Action step: Identify when and where you get ideas. Plan for it. If there's a particular spot in your home or office that gets your creative juices flowing --be it the kitchen table or the bathtub or an obscure conference room- set aside time to sit quietly in that space, alone and free of noise and distraction, to work thru your ideas.
Wayne Silby, founder of The Calvert Group, and originator of the financial services industry's first social investment fund, once told me: "I spend a lot of my time making sure people recognize that I come up with a lot of ideas, that some of them are good. And most of them are bad. What we have to do together as a management team is to sort out the good ones from the bad."
Creative CEOs like Silby know that to have a good idea, you need lots of them. In helping companies set up "idea management" systems, we find that it takes 80 to 100 ideas to discover a good one - that is, one that you want to pursue. And even then, running the idea thru an organized process of "go/no-go" decision stage-gates is essential. Action step: Work with your ideas the way a potter works with clay. Shape them, think through them, invite more of them. And experiment constantly.
Walt Disney coined the term "plussing" to describe the mental process of making an idea even better. By encouraging his team of imagineers to use his technique, Disney set new standards on quality and innovation in everything he undertook.
Materials science company W.L. Gore and Associates is consistently rated one of the most innovative companies in the world. Founder Bill Gore once described to me his favorite method of plussing.

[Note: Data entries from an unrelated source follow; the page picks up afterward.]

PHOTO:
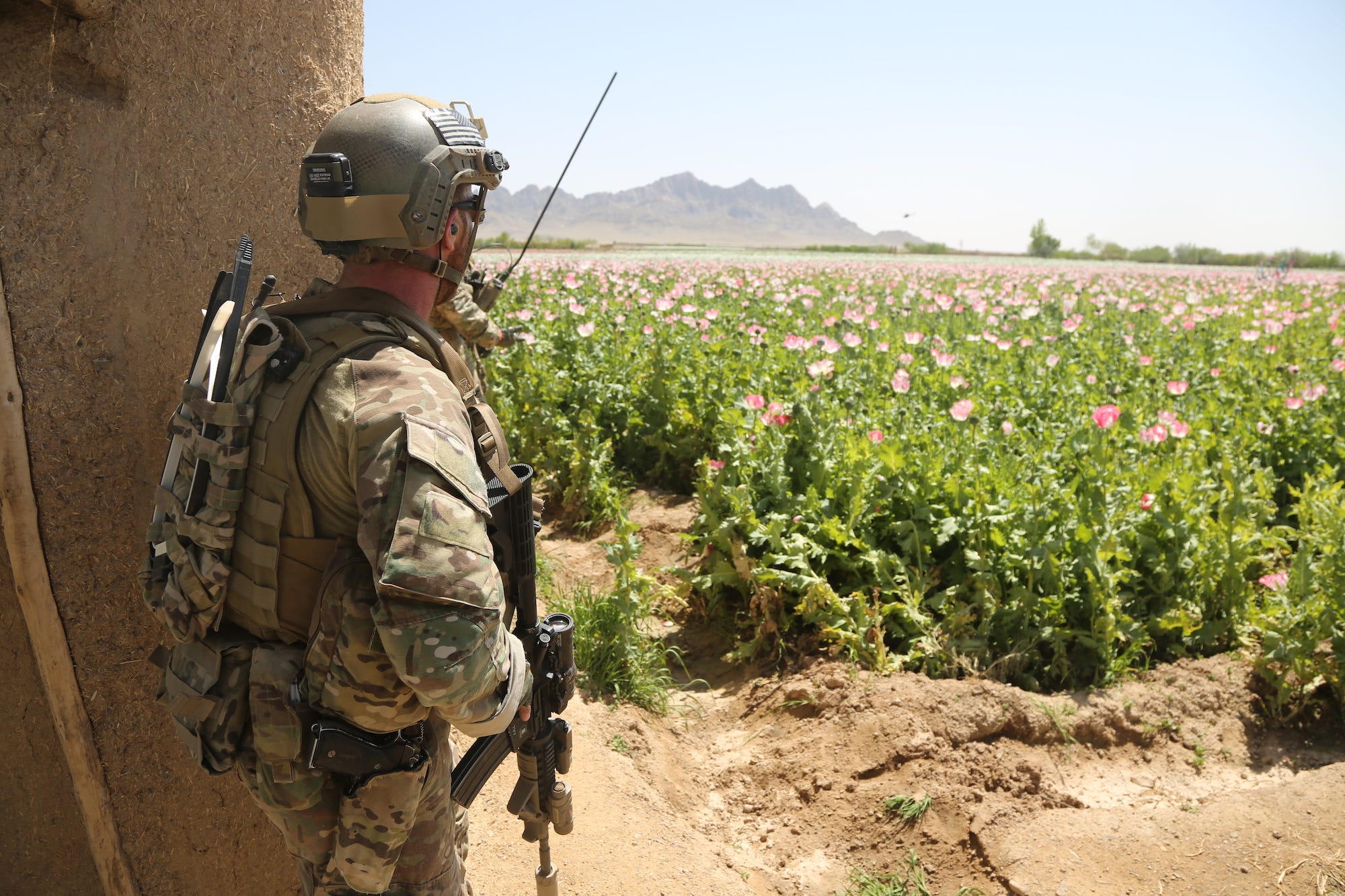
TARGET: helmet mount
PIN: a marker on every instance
(385, 175)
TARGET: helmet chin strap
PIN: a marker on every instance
(436, 267)
(449, 276)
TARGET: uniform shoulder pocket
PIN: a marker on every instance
(440, 551)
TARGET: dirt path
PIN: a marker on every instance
(1164, 784)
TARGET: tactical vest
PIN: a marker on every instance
(263, 563)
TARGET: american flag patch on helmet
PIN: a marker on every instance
(454, 128)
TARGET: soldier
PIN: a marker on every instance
(406, 637)
(465, 325)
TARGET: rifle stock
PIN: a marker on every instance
(543, 743)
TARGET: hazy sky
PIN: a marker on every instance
(1145, 123)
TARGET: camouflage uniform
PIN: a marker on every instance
(408, 626)
(465, 325)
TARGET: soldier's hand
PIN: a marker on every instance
(512, 335)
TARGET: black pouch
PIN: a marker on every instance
(278, 724)
(205, 689)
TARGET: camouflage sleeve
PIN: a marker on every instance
(422, 506)
(466, 317)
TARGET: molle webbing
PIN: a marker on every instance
(492, 448)
(278, 560)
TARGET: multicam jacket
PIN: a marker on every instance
(408, 624)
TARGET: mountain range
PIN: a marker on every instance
(683, 209)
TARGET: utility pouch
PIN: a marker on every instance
(205, 689)
(278, 721)
(373, 826)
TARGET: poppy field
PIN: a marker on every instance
(1047, 474)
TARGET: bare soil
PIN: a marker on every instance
(765, 783)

"I walk through one of our plants and I see a piece of equipment that's being built," Gore explained. "I inquire about how it's designed. And I scratch my head and say, 'You know, it would be so much easier, so much better if it could be done this way instead of that way. Why don't we do it that way?'" Gore's manner of "managing by walking around" and disrupting with questions might seem a bit heavy-handed. But his people respected him because he got right to the point: there's usually a better way if we stop and think about it. Ego has no place in the process.
Action summary. The mind is a great place for hatching ideas. But it's a lousy place for trying to store them. The moment you get serious about recording and working with your ideas is the moment you'll start achieving great things in your life. Everybody has ideas. But only a few know how to keep their idea factories fortified to churn out ideas abundantly on a consistent basis, when and where needed to move things forward.